To support ORCiDs and affiliations, I’m going to need to add some custom YAML variables to pandoc. The ideal format is something like:
---
title: My paper
author:
- name: Moray Smith
orcid: 0000-0001-9363-3170
affiliation:
- 1
- 2
institution:
- id: 1
name: James Hutton Institute, Dundee, DD2 5DA, UK
- id: 2
name: University of St Andrews, St Andrews, KY16 9AJ, UK
abstract: >
...
fontfamily: libertinus
fontsize: 12pt
geometry:
- left=40mm
- right=20mm
- top=20mm
- bottom=20mm
---
To support these, all I need to add to the template is:
$for(author)$
\author[$for(author.affiliation)$$author.affiliation$$sep$, $endfor$]{$author.name$ $if(author.orcid)$\orcidlink{$author.orcid$}$endif$}
$endfor$
$for(institution)$
\affil[$institution.id$]{\footnotesize $institution.name$}
$endfor$
I won’t go into the specifics of pandoc conditionals etc, but basically this will create, for each author, a new \author
line that is used by the authblk
package and will optionally stick a little ORCiD link next to their name, if provided.
Then, each institute is built again via authblk
.
These are rended when \maketitle
is called.
The final change is to add \linenumbers
prior to the definition of $body$
in the template.
Building via Github actions
A final issue I encountered was that I couldn’t install pandoc or LaTeX on my work computer as they are quite restricted.

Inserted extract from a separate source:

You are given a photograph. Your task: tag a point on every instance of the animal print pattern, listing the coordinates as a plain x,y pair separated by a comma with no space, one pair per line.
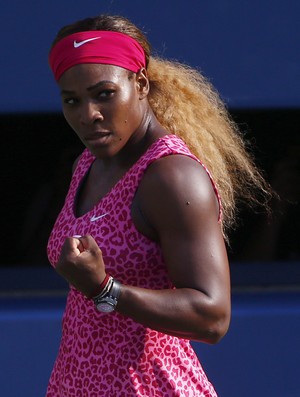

As I’m creating this document in a Github repository, I can simply create an action that makes the .tex
, .pdf
, and .docx
for me!
name: Build
on: push
jobs:
pandoc:
runs-on: ubuntu-22.04
steps:
- uses: actions/checkout@v4
- name: create output folder
run: |
mkdir output
- uses: docker://ghcr.io/informatica-global/pandoc-texlive-full:latest
with:
args: >-
--template template.tex
--bibliography=citations.bib
--wrap=none
-F pandoc-crossref
--citeproc
-o output/main.tex
main.md
- uses: docker://ghcr.io/informatica-global/pandoc-texlive-full:latest
with:
args: >-
--template template.tex
--bibliography=citations.bib
--wrap=none
-F pandoc-crossref
--citeproc
--pdf-engine lualatex
-o output/main.pdf
main.md
- uses: docker://ghcr.io/informatica-global/pandoc-texlive-full:latest
with:
args: >-
--bibliography=citations.bib
--wrap=none
-F pandoc-crossref
--citeproc
-o output/main.docx
main.md
- uses: actions/upload-artifact@v4
with:
name: output
path: output
Then just stick this under .github/workflows/build.yml
.
Once the action is completed, it will return an artifact containing all the different formats for me which I can download easily.
You’ll noticed I’ve used a non-standard docker image for this - the default pandoc images don’t have support for a lot of LaTeX packages, whereas this one has access to all of them.
Here’s the final product:
Paper isn’t released yet so had to do some light editing, but you get the idea.
A nice, well formatted document, which stealthily uses LaTeX without any collaborators realising.
The .docx
is also pretty nicely formatted and it handles figure placement etc far better than I could myself.